From cash to hope
Hurricane Maria left a sea of roofless houses and naked trees behind. But hardly visible to the eye, a vast amount of disheartened people also belong to the remnants of the hurricane.
Our beneficiaries Paula and Marc explained how the Emergency Cash Transfers have not only allowed them to purchase goods to meet their essential needs but also to gain priceless strength and hope.
In the immediate aftermath of Hurricane Maria, many people not only lost their physical assets but also experienced emotional and psychological trauma as a cause of the disaster. Paula (51) says her mental health was severely impacted and she turned to alcohol to cope with the utter despair she felt. Her house was destroyed and she and her six children found refuge in the local school, which had been transformed into an emergency shelter. After having spent a few months in the shelter, her eldest son took action and built a small house from material that the hurricane had scattered about the streets and mountains of Dominica. However, Paula’s new home is lacking primary household equipment and she and her children are forced to sleep on the floor.
While Paula saves for beds and mattresses to rebuild her home, she is grateful for the newly gained independence the emergency cash transfers has given her.

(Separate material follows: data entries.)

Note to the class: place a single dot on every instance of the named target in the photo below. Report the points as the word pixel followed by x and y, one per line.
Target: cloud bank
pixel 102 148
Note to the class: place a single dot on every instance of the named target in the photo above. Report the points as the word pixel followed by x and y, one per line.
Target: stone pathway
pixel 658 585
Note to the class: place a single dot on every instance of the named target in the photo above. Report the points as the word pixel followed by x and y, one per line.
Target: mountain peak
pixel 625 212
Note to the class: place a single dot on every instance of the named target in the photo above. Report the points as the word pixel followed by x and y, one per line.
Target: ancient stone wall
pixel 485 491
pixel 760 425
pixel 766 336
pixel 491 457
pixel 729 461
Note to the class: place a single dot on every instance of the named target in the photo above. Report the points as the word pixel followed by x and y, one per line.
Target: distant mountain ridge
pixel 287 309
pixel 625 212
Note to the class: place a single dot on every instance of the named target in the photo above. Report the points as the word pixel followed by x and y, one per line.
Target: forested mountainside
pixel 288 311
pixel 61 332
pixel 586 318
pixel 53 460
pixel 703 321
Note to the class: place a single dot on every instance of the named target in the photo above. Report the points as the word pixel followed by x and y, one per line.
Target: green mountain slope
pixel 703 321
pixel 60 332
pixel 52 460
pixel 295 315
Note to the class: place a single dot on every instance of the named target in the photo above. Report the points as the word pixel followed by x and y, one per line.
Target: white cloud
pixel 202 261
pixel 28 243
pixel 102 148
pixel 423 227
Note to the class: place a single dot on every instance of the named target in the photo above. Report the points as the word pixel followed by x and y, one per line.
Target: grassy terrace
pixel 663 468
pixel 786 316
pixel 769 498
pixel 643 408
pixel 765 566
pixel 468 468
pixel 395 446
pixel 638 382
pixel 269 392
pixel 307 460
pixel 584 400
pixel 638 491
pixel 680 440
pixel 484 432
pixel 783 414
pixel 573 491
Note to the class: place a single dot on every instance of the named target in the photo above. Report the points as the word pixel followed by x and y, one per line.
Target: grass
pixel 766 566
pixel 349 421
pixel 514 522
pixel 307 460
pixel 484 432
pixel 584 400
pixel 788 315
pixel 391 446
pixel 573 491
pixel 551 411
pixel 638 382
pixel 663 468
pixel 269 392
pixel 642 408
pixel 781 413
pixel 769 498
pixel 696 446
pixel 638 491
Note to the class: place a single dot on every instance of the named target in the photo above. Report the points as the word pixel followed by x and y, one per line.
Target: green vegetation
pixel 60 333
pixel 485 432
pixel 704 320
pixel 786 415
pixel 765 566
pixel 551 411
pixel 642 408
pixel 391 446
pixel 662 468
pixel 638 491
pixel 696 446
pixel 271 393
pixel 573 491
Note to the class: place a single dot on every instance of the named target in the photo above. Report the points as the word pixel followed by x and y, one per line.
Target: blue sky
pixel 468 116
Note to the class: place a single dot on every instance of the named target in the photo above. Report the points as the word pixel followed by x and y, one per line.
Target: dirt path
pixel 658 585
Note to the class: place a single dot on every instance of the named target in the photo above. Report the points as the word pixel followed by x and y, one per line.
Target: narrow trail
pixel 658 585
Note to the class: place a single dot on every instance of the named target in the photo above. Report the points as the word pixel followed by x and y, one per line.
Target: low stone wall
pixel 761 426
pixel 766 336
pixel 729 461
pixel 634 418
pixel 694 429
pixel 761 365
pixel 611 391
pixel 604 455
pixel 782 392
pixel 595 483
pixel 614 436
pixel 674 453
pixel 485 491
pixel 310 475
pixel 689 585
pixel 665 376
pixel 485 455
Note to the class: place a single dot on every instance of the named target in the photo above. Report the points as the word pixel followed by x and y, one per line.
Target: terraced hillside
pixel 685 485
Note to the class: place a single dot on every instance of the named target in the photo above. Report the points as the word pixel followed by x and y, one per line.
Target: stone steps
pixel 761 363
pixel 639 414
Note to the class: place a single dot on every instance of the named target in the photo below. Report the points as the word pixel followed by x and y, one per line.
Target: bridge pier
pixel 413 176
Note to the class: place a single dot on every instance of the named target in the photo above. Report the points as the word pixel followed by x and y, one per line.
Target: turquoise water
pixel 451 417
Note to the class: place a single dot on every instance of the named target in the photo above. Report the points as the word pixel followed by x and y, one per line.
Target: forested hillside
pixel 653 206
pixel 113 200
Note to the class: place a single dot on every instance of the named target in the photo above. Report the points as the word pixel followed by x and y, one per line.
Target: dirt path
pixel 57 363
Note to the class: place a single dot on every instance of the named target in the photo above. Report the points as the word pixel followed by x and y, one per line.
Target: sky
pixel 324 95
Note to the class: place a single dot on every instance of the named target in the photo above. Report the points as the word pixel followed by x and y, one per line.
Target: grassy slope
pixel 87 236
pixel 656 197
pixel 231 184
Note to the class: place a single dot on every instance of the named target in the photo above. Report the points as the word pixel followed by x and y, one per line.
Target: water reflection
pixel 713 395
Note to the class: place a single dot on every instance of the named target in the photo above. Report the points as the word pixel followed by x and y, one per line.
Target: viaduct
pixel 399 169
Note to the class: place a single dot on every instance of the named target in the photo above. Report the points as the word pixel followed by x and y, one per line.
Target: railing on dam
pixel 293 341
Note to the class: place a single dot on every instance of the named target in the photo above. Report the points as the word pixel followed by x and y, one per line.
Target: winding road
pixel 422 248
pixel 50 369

She says her children are happy, too.
In a recent focus group discussion Paula passionately described the importance of the cash transfer: “The cash was a blessing. Trust me.” She explained that the cash has given her hope and strength which allowed her to get back on track, begin to cope with her new reality as best she could and to overcome her drinking habit.
Paula is registered with the Government’s Public Assistance Programme and, thus, was automatically selected as a recipient of emergency cash. With support from WFP and UNICEF, the Government has distributed from December 2017 to February 2018 two cash-based transfers to households identified as the most vulnerable. So far, more than 6,500 families have received cash to help them get back on their feet again.
As a single parent of two boys and with severe damage to his house, Marc (42) also qualified for the emergency cash transfer. The hurricane not only damaged Marc’s roof, but also flooded his house and destroyed his crops and his boat. When we met him, Marc was receiving an emergency cash transfer at his local Village Council.
Marc invited us to his home, where he showed us his fishing gear and his restored vegetable garden. Marc will cover his immediate needs with the cash, while other members of the community plan to reinvest their cash in local markets, further benefiting small holder farmers and fishermen like Marc. He explained how discouraged he was by the chaos after the hurricane, and how his incredible work ethic paired with the emergency cash transfers gave him strength. Marc said that the cash transfer will go towards his children; mainly for food and clothing but also for their education. They aspire to become a doctor and a policeman.
Paula and Marc have endured the worst of life’s hardships due to Hurricane Maria. The emergency cash transfer will certainly help relieve some of their burdens by meeting their immediate needs for food, health, clothing and their children’s education. Moreover, they will benefit from an often-overlooked attribute of cash transfers: the positive impact on mental health and well-being that comes with newfound independence, strength and hope.